Dear Dawg: We have a conflict coming up among our board members about prayer at our meetings. One member wants to pray, but only if the prayer is “nonsectarian and nonproselytizing.” I’m not sure what that means, and I sure don’t know how to deliver a prayer that meets those standards. Another member thinks we can pray as much as we want and in any way that we want. What do you think? HEAVEN HELP US.
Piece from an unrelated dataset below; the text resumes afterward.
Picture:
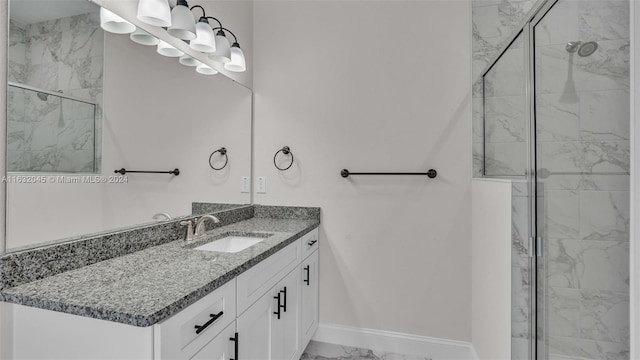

DEAR HEAVEN: Well, the 5th Circuit has held that prayer at school board meetings is OK. The court concluded that a school board meeting is more like a legislative session than a football game, which is an interesting way to look at it. That analysis came from earlier SCOTUS decisions that concluded that prayer at a state legislative session is OK but prayer at high school football game is not. So the 5th Circuit decided that your school board members are more like legislators than football coaches and gave the green light to prayer. See American Humanist Association v. Birdville ISD, 851 F.3d 521 (5th Cir. 2017). In that decision the court specifically said that you don’t have to make the prayer “nonsectarian.”
You still ought to be careful, thoughtful and respectful about how you do this. There are limits to what a school board can do regarding prayer at the meetings and if a district were to push the envelope too far, courts would likely strike down certain practices.
If you want to know what “nonsectarian and nonproselytizing” would sound like, we can offer you this lame offering which was recited at a recent school graduation:
Please bow your heads. We just want to say that we’re real happy today. This is a great day. And if Anyone or Anything Out There had anything to do with us getting to this graduation day, why, we’re mighty grateful for whatever You did and however You did it, which we don’t know, and wouldn’t begin to try to persuade anyone else of, even if we did have a clue. So, like, have a nice day.
We don’t think that “prayer” reached the heavens. In fact, we doubt that it cleared the cloud cover.